You can more or less think about generics as if they were lazy code generation: impl<T> Foo for T means “For every¹ concrete type T, if an implementation of Foo for T is needed, create one using this function.”
How does the compiler know to associate print_foo with Example?
When the compiler sees a method call, here .print_foo(),
- It first looks for a matching inherent impl,
impl Foo { fn print_foo(&self) {...} }. It doesn't find one in this case.
- It looks at all traits that are visible in the current scope (defined or
used) to see if any of them define a method called print_foo.
- It checks whether
Example implements any of these traits. Example implements Foo, because everything (except unsized types) implements Foo, so that trait is used.
These rules are described in the Method-call expressions section of the Rust Reference.
How is this impl scoped? Could I have crate-scoped generic implementations?

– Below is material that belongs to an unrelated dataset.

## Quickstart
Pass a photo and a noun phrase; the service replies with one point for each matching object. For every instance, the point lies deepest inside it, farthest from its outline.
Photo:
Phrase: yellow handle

Trait implementations are not scoped. They effectively exist everywhere, regardless of what might be brought into the current scope. (The trait implementation coherence rules are designed to ensure that which implementations are found never depends on which crates are in the current crate's dependencies, i.e. which code the compiler compiled.)
However, traits are scoped: a trait method will never be found unless the trait is brought into scope with use or by defining it in the same module.
In your particular case, impl<T> Foo for T means that it is not possible to write any other implementations for the trait¹ — there is no such thing as a “crate-scoped generic implementation”.
¹ <T> does not quite mean “every type”. It means “every sized type”, because most generic code can't handle dynamically-sized/“unsized” types like dyn Foo and [i32], so it's a useful default restriction. If you write <T: ?Sized> instead, then the generic is truly over every possible type.